Все лето он работал над четырьмя проектами, каждый из которых вызывал у видевших эти работы лишь недоумение: художника обвиняли в преднамеренном стремлении обезобразить человеческую фигуру. Три проекта продолжали художественные эксперименты, начатые почти четыре года назад и отложенные из-за творческих проблем. Самым ранним по времени было панно «Купальщицы на реке», первоначально задуманное как дополнение к щукинским «Танцу» и «Музыке» (на гигантском холсте, занявшем всю стену его мастерской, Матисс ограничился тогда наброском четырех купальщиц), а теперь превратившееся в марокканскую сцену на пляже. Возможно, вернуться к панно его заставила огромная гипсовая «Обнаженная со спины», показанная на «Армори-шоу», а также еще более массивный ее вариант, созданный по возвращении из Америки («огромный неоассирийский барельеф, который Матисс вырубил из громадной гипсовой плиты»).

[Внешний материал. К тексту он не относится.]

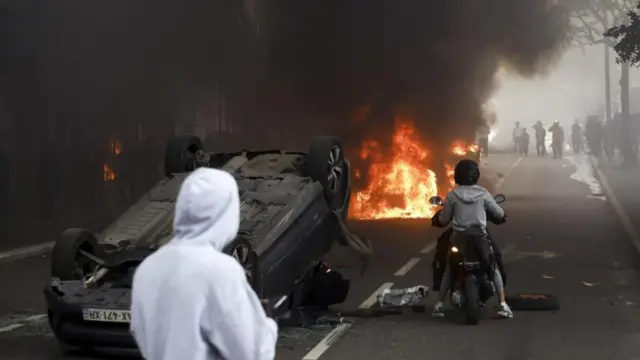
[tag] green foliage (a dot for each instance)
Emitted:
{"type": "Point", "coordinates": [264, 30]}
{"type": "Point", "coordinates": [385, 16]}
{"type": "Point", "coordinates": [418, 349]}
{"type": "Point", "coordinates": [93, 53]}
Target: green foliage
{"type": "Point", "coordinates": [627, 37]}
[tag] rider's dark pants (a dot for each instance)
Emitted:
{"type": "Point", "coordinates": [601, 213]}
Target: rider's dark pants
{"type": "Point", "coordinates": [446, 283]}
{"type": "Point", "coordinates": [557, 151]}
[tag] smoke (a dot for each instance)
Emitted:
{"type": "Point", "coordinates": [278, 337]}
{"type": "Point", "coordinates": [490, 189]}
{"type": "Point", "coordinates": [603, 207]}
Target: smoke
{"type": "Point", "coordinates": [434, 61]}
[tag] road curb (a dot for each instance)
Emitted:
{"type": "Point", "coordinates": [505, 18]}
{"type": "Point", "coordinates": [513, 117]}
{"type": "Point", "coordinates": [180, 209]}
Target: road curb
{"type": "Point", "coordinates": [627, 224]}
{"type": "Point", "coordinates": [26, 252]}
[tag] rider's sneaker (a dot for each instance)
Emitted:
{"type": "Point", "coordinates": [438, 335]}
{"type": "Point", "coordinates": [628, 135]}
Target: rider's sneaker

Еще более смелой была серия бюстов, которые Матисс лепил с Жанны Вадерен, той самой подруги их семьи, с которой в 1910 году он написал щукинскую «Девушку с тюльпанами». Если первые два бюста были безобидными полуимпрессионистскими опытами, то в двух последующих он позволил себе совершенно деформировать голову молодой женщины («Скульптор решил сделать из человека гаргулью»[152], — отозвалась о «Жаннетте» газета «New York Evening Post»). «Должен вам откровенно признаться, месье Матисс, — написал художнику один из его поклонников, — что не смог согласиться с вами, когда вы мне сказали: “Разве этот бесформенный, похожий на лошадиный, профиль не навевает идею свежести и молодости?”» Эти слова принадлежали молодому визитеру мастерской Роберу Рею (впоследствии ставшему куратором Люксембургского музея, Лувра и ведущим сотрудником министерства изящных искусств), рассчитывавшему встретить в Исси заросшего волосами дикаря.

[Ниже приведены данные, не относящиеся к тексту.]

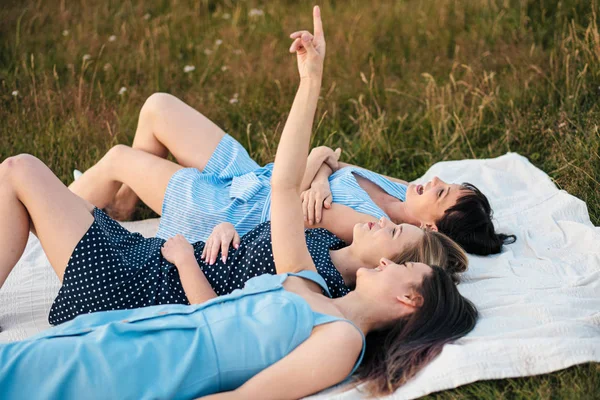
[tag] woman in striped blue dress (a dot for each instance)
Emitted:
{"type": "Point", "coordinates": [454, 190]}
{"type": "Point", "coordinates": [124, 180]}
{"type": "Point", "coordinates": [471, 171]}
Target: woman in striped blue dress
{"type": "Point", "coordinates": [215, 180]}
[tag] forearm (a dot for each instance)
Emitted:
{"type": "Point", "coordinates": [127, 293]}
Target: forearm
{"type": "Point", "coordinates": [316, 169]}
{"type": "Point", "coordinates": [391, 178]}
{"type": "Point", "coordinates": [194, 282]}
{"type": "Point", "coordinates": [292, 152]}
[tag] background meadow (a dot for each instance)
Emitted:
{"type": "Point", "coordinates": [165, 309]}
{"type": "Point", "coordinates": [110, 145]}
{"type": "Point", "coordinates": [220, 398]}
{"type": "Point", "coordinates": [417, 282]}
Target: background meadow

Пэч рассказывал, что многие проделывали путь в Исси только ради того, чтобы увидеть Матисса «живьем» («Его внешний вид их всегда успокаивал»). Когда возмущенные зрители заявляли, что созданное его воображением не имеет ничего общего с обычными людьми, Матисс целиком с ними соглашался. «Встреть я и сам одно из подобных созданий, — добродушно добавлял он, — наверняка бы лишился чувств от ужаса». Весь его дом был полон «мин-ловушек», подстерегавших излишне доверчивых. Напуганные еще в гостиной низколобыми и пучеглазыми африканскими фигурками, новоприбывшие шли по саду и чуть не падали в обморок в мастерской при виде «Купальщиц на реке» или «Обнаженной со спины». Те, кто успел побывать в Исси накануне 1914 года, не раз повторяли потом, что словно заглянули в будущее: странный, пугающий, дикий матиссовский мир вселял самые мрачные предчувствия. «То, что Матисс искренне считал приятным, нам казалось мерзким, — писал Робер Рей, человек достаточно умный и тонкий, чтобы понять смысл увиденного, даже если это было не в его вкусе. — Крайняя новизна не может доставлять удовольствие человеку, чьи вкусы уже сформировались. Он видит в этом знак прогресса, происходящего независимо от его воли, что равнозначно объявлению о смерти».